Se advierte con mucha frecuencia por los más diversos analistas que la política se encuentra extraordinariamente polarizada en nuestros tiempos. Se trata de un fenómeno que se está produciendo en muchos países —véase el nivel de deterioro que se vive en los Estados Unidos, por ejemplo, en los que el candidato derrotado en unas elecciones no es capaz de reconocer la victoria de su rival—. España no constituye una excepción a este que parece por momentos un síndrome general irreductible. Es verdad que un cierto grado de tensión es necesario en estas democracias que parecen exigir de espectáculo —como advierte el publicitario francés Jacques Seguelá—, pero la polarización, y su consecuencia inmediata, la dificultad de conseguir acuerdos, supone un fenómeno negativo en las democracias, porque el consenso es siempre el ámbito constructivo por naturaleza; en tanto que la confrontación, en su grado más intenso, corrompe y deteriora los fundamentos de los sistemas políticos.
En todo caso, la polarización, que podría ser caracterizada con facilidad como un síntoma de enfermedad política, no supone necesariamente indicio de una voluntad determinada al desmoronamiento del sistema. El «¡Váyase, señor González!», de José María Aznar, en enero de 2010, no suponía que ni el PP ni el PSOE abrigaran el propósito de derribar el edificio constitucional de 1978; por lo mismo que la moción de censura de Felipe González contra Adolfo Suárez en 1980 no pretendía subvertir el andamiaje democrático que menos de dos años antes había aprobado el pueblo soberano en referéndum.
No son éstos los casos que estamos conociendo ahora en España. Cuando un partido de gobierno anuncia, sin ambages, su voluntad de arrumbar la forma de gobierno, que es pilar del edificio constitucional, y sustituirla por un régimen republicano; cuando uno de los socios, por lo visto estratégicos del mismo gobierno, explica que su propósito es crear una república vasca —confederada o no con otras «en el Estado»— y los otros partidos asociados al bloque gubernamental manifiestan objetivos similares; en tanto que el presidente y los ministros socialistas mayoritariamente callan, no parece que sea exagerado colegir que, en nuestra España, la polarización actual está superando cualitativamente a la de otros tiempos, y que se pretende de forma más o menos explícita un cambio de régimen.

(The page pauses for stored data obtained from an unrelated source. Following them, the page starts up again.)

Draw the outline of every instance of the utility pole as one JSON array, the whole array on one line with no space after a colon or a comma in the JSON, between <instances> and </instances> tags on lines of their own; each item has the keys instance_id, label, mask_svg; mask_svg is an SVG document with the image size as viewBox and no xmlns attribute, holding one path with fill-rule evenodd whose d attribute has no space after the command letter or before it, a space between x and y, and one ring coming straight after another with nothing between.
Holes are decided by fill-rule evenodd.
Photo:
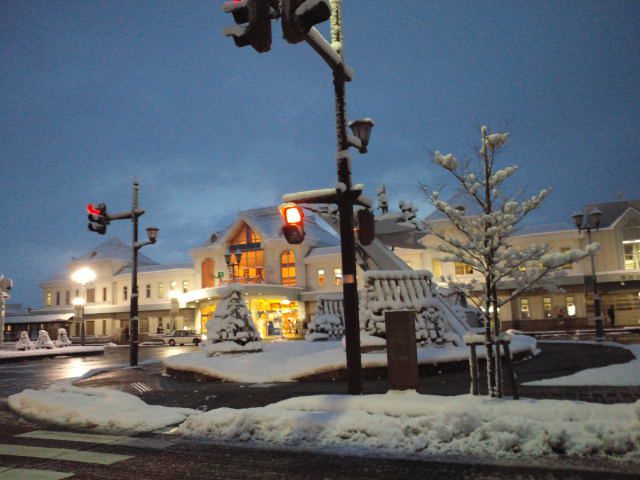
<instances>
[{"instance_id":1,"label":"utility pole","mask_svg":"<svg viewBox=\"0 0 640 480\"><path fill-rule=\"evenodd\" d=\"M0 348L4 346L4 317L7 300L11 298L9 290L13 288L13 280L0 275Z\"/></svg>"},{"instance_id":2,"label":"utility pole","mask_svg":"<svg viewBox=\"0 0 640 480\"><path fill-rule=\"evenodd\" d=\"M131 198L131 222L133 223L133 234L131 239L131 343L129 348L129 365L138 365L138 217L142 213L138 212L138 192L140 184L138 179L133 180L133 192Z\"/></svg>"}]
</instances>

Otra de las consecuencias de la polarización —en este caso, de cualquier tipo— es la asfixia de las voces políticas que habitan en los espacios intermedios. Los partidos de centro necesitan —como las plantas y los animales de todas las especies, del oxígeno— de un ámbito de consenso mínimo para existir y para que su concurso resulte útil para la gobernación de su país. Se puede ser de centro en una situación en la que la derecha y la izquierda aceptan y, en coherencia con ello, operan dentro del orden constitucional vigente. Cuando se produce el supuesto de que una derecha ultramontana o una izquierda rupturista abandonan la defensa del sistema y se abonan a su destrucción, más o menos a plazos definidos y resolutivos, al centro le queda una escasa opción de pacto, y no tiene otro remedio que tomar buena nota de esta realidad y actuar en consecuencia.
De acuerdo con lo expuesto, Ciudadanos está pretendiendo encontrar un centro que no existe en la política española. Y no existe, no por la causa del centro político, que siempre se sitúa en un espacio intermedio entre dos límites, sino porque uno de éstos, en nuestro caso la izquierda, ha apostado por una tarea de-constructiva -valga decir destructiva- del orden constitucional de 1978, apostando precisamente por caminar con los socios que defienden ese objetivo.
La tarea del centro entonces, consistirá en centrarse —con perdón de la redundancia—; hacerse fuerte en los valores que heredamos de nuestra principal ley ordenadora y definir, eso sí, el camino y las reformas a introducir en el sistema para que un régimen partitocrático instalado en la corrupción pueda ser modificado por una democracia de ciudadanos; conseguir que el capitalismo de amigos y afines ceda el paso a una economía social de mercado abierta y competitiva, y donde la educación no sufra del acoso del gobierno de turno con su correspondiente ley de parte y en contra de las otras posiciones.
Serán malos tiempos en todo caso para un partido como Cs, porque la polarización tiene efectos letales para el liberalismo centrista. Pero en los viajes difíciles conviene siempre poner en la maleta los elementos imprescindibles para la supervivencia, que en la política española no son otros sino los principios de la democracia basada en la separación de poderes, la unidad de la nación y la garantía de todo ello, la monarquía parlamentaria.